Part of the magic of theatre is the magic of it all. It is the willing suspension of disbelief that people express themselves through song and dance, that things outside of reality, societal norms, and logic could happen and we root for them. Of course there is the other factor that you are going to see incredibly talented people perform skills that they have honed over years, but in the end if you don’t buy into the story and the characters then you are there for a concert. Don’t get me wrong, concerts are amazing and count as superb live performances, but they are very different than going to the theatre.
In my opinion the most wonderful thing about live performance is that the audience is going on this journey with the characters, as the characters are experiencing them. To become caught up in the story and become a participant in the plot is part of the overall experience that you want upon purchasing the ticket. If the audience doesn’t believe that the character is actually experiencing things as they happen in front of the audience, then where is the emotional hook? Why then do we cry when a character is disappointed or cheer when the star crossed lover’s get together? I have been to shows where at the end of a particularly poignant scene or song where the audience members were awash in tears or laughter. That can only happen if there is belief in some aspect of the situation being presented to us.
When Eponine lies dying in the arms of her unrequited love at the end of Les Miserables, there is rarely a dry eye in the house. When Chris falls to his knees wailing “Nooo!” at the curtain of Miss Saigon I was sobbing and so were the people around me. It is the belief in the story and the characters being presented to us that makes these moments so affecting.

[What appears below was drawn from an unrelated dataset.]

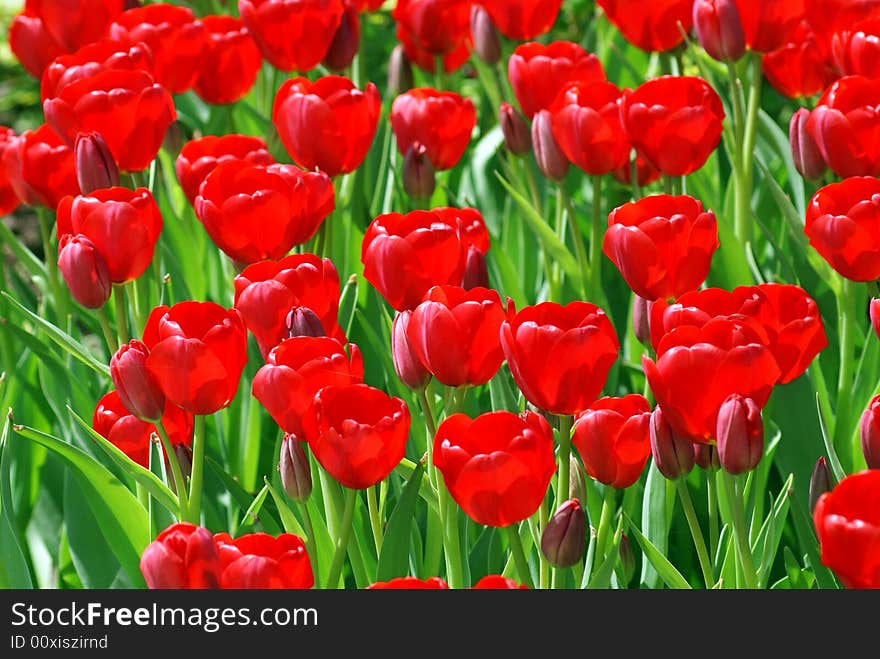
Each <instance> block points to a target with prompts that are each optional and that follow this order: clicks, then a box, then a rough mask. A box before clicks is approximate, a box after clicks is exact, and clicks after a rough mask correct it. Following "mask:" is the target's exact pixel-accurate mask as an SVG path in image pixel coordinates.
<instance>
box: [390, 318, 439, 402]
mask: <svg viewBox="0 0 880 659" xmlns="http://www.w3.org/2000/svg"><path fill="white" fill-rule="evenodd" d="M409 320H410V312H409V311H403V312H401V313H399V314H397V315H396V316H395V317H394V322H393V323H392V325H391V358H392V360H393V361H394V370H395V372H396V373H397V377H398V378H400V381H401V382H403V383H404V384H405V385H406V386H407V387H409V388H410V389H414V390H416V391H418V390H419V389H421V388H422V387H424V386H425V385H426V384H428V380H430V379H431V374H430V373H429V372H428V369H426V368H425V366H424V365H423V364H422V362H421V361H420V360H419V358H418V357H417V356H416V353H415V352H413V349H412V347H411V346H410V344H409V339H407V338H406V328H407V327H408V326H409Z"/></svg>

This brings me to my point (I know, finally, right?). How easy is it for you to suspend your disbelief when you are watching a show? A key part of being able to give these characters their reality is the ability to believe in their world. Usually I am able to believe everything from the moment the curtain rises. I completely buy into the fact that the only ay for these people to fully express themselves is in song and through dance. I even fully build their world and other characters into the story. For example, you never see Maria’s parents in West Side Story, even thought they are referenced as being around. I try to imagine how awkward it would be for Maria to talk to them after the curtain goes down.
Papa: “So let me get this straight. Your brother brought us here for a better life and he was the leader of a gang. And then you fell in love and slept with the rival co-leader of the gang! All of this led to his death and the death of the guy you love. Do I have this right?”
Maria: “Um.. yes. But I was in love! The fighting was wrong! I am sorry they are dead but maybe now we can all live in peace”.
Pap: “ Yeah right. Tell me please how we are to support ourselves now that your brother is gone?” (Also, what did Bernardo do to earn money for all those fancy suits??)
Maria: “I’m giving up on the institution of marriage and…..I think I’d like to become a teacher”. (This is why Juliet had to die alongside Romeo, the follow up afterward would make no sense whatsoever)
(Does this make me crazy? …don’t answer that!) To me these stories do not exist in a vacuum, they are a small sliver of the world that they inhabit. So therefore the stories go on before and after the small part that we see. Only if the show is truly not engaging, or a performance is so bad that it pulls me out of what I am watching and I start to wonder how the lighting is being programmed or what the stage manager is doing right this moment.
Do you easily slip into your suspension of disbelief? Or does it take you a few songs/scenes to get into everything?
Do you accept what is presented to you or do you expand upon it in your head?
Are plays easier or harder than a musical for you to suspend disbelief?
Or am I wrong, do you not need to suspend disbelief at all?